(Bagian ke-1)
Keberadaan Rasulullah shallallahu ‘alaihi wa sallam bersama pasukan ‘usrah (kesulitan) beberapa malam di Tabuk tanpa ada upaya pihak Romawi melakukan penyerangan walau sekecil apa pun, telah menaikkan pamor kaum muslimin di mata bangsa Arab ketika itu. Bagi bangsa Arab, hal ini merupakan puncak kekuatan kaum muslimin, karena berani menyambut tantangan bangsa “adidaya” Romawi yang sebelumnya mengancam hendak menyerang Madinah.
Akhirnya, satu per satu kabilah Arab yang menjadi jajahan Romawi mulai melepaskan diri atau diam-diam mengikat perjanjian damai dengan Rasulullah shallallahu ‘alaihi wa sallam. Bahkan di antara mereka ada yang terang-terangan memeluk Islam. Setelah Rasulullah shallallahu ‘alaihi wa sallam tiba di Madinah, mulailah berdatangan beberapa utusan kabilah Arab untuk menyatakan keislaman mereka dan membai’at Rasulullah shallallahu ‘alaihi wa sallam. Sejumlah ahli sejarah menyebutkan bahwa jumlahnya mencapai kira-kira enam puluh utusan. Al-Bukhari rahimahullah menyebutkan di antaranya adalah utusan dari Bani Tamim, ‘Abdul Qais, Bani Hanifah, orang-orang Najran yang tidak masuk Islam tapi rela menyerahkan upeti, kaum Asy’ariyin, penduduk Yaman, suku Daus, dan ‘Adi bin Hatim ath-Tha’i, serta lainnya.

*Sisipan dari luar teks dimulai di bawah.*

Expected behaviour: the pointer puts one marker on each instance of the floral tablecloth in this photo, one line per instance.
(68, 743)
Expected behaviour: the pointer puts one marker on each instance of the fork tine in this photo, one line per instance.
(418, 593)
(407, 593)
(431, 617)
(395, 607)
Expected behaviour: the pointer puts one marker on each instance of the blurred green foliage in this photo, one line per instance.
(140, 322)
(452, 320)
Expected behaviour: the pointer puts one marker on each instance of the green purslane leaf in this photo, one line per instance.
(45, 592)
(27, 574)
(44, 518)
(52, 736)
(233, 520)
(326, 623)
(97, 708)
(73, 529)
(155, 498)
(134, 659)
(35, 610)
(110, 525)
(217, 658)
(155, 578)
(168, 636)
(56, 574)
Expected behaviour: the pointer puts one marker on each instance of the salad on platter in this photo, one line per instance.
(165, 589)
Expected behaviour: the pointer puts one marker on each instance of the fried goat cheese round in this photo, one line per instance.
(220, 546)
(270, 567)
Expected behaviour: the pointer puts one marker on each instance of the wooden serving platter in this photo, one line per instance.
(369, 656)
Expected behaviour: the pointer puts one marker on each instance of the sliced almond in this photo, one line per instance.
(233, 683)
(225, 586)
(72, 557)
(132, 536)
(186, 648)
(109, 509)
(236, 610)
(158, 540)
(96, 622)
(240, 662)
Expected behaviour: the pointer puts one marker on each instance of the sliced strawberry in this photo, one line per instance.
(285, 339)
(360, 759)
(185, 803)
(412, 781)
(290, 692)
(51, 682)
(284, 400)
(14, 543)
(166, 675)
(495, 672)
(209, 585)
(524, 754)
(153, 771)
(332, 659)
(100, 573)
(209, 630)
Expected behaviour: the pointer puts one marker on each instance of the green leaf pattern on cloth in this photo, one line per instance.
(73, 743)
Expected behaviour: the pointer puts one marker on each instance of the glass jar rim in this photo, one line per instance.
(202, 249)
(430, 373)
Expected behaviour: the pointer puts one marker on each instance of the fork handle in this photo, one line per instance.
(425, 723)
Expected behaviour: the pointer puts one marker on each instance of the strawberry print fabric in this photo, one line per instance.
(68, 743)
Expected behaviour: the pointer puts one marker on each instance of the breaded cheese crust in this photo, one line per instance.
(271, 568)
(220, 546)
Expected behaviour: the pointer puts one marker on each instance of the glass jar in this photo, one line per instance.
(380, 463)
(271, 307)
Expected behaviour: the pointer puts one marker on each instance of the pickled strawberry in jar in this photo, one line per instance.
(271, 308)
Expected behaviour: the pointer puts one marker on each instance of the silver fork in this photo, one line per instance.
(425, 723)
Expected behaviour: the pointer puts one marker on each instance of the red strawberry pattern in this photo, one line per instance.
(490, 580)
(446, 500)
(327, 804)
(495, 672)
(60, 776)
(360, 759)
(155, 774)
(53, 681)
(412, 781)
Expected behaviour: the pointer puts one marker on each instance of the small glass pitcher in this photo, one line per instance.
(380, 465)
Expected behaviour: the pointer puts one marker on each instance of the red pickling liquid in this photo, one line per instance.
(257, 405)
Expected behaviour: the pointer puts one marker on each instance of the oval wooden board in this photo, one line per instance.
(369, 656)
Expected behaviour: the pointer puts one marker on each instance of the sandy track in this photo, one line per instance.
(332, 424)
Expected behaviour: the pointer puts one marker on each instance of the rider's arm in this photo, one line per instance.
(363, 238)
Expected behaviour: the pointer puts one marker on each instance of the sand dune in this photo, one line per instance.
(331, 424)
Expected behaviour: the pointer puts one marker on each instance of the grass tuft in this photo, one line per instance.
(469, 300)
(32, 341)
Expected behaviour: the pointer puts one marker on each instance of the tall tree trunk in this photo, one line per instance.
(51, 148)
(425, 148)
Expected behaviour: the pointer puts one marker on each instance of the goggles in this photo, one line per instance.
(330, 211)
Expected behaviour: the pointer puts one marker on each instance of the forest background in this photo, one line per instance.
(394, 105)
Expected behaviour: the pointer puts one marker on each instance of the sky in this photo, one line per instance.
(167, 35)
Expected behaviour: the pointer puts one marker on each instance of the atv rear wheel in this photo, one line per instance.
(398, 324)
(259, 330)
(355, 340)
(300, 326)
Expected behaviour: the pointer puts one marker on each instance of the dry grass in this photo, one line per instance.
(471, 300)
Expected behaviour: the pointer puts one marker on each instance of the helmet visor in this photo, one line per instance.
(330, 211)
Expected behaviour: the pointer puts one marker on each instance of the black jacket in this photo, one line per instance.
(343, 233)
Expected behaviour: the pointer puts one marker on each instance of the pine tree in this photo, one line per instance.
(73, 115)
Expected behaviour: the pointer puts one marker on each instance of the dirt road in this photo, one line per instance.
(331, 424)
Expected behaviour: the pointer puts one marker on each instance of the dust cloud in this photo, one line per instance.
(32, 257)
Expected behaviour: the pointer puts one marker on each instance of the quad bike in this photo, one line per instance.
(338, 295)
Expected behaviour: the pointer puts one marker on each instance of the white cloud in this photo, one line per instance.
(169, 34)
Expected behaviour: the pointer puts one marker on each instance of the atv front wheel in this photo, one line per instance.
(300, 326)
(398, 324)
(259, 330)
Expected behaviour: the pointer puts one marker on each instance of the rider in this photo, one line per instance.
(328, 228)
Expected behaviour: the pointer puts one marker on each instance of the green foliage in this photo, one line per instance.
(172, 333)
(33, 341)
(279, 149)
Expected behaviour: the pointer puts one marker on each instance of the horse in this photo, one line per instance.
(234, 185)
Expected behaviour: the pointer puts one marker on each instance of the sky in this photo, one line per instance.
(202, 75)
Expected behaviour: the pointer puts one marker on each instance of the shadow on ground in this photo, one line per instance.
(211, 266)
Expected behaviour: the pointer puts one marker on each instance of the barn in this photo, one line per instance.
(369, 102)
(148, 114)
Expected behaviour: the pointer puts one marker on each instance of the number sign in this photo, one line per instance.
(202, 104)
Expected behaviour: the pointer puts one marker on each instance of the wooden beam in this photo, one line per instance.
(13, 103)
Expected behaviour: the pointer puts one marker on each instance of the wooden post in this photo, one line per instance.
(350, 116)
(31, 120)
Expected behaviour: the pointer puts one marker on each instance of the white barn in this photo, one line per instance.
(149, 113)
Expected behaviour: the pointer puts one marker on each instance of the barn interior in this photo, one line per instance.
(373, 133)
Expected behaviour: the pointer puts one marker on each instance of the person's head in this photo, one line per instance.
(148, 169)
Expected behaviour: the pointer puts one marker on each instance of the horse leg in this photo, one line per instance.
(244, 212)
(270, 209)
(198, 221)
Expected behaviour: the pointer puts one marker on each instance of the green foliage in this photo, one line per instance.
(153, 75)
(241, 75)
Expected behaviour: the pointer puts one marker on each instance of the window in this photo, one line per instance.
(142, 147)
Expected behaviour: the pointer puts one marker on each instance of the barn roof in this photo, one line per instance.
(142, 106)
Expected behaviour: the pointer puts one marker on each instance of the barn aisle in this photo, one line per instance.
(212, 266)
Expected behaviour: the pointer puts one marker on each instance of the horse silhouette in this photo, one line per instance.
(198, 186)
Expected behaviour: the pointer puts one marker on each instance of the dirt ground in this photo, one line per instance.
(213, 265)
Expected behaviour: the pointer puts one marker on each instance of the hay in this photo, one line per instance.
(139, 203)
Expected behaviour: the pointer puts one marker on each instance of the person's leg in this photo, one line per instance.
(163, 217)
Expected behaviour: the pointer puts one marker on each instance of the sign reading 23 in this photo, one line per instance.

Inilah sebagian kisah mereka agar kita dapat memetik hikmahnya.
Utusan Bani ‘Amir
Beberapa tokoh Bani ‘Amir, seperti ‘Amir bin Thufail, Arbad bin Qais, dan Jabbar bin Salma datang menemui Nabi shallallahu ‘alaihi wa sallam. Sebelum itu, orang-orang Bani ‘Amir mengingatkan agar ‘Amir bin Thufail masuk Islam, tetapi dia berkata dengan pongahnya, “Sungguh, aku pernah bersumpah, tidak akan berhenti sampai bangsa Arab mengikutiku.”
Kemudian, dia berkata kepada Arbad bin Qais, “Kalau kita sudah berjumpa dengannya, aku akan membuatnya sibuk dan lupa denganmu. Kalau dia sudah lengah, tebaslah dia dengan pedangmu.”
Mereka pun tiba di hadapan Rasulullah shallallahu ‘alaihi wa sallam. ‘Amir berkata, “Hai Muhammad, biarkan aku berbicara denganmu berdua.”
Beliau menjawab, “Tidak. Demi Allah, sampai engkau beriman kepada Allah satu-satunya.”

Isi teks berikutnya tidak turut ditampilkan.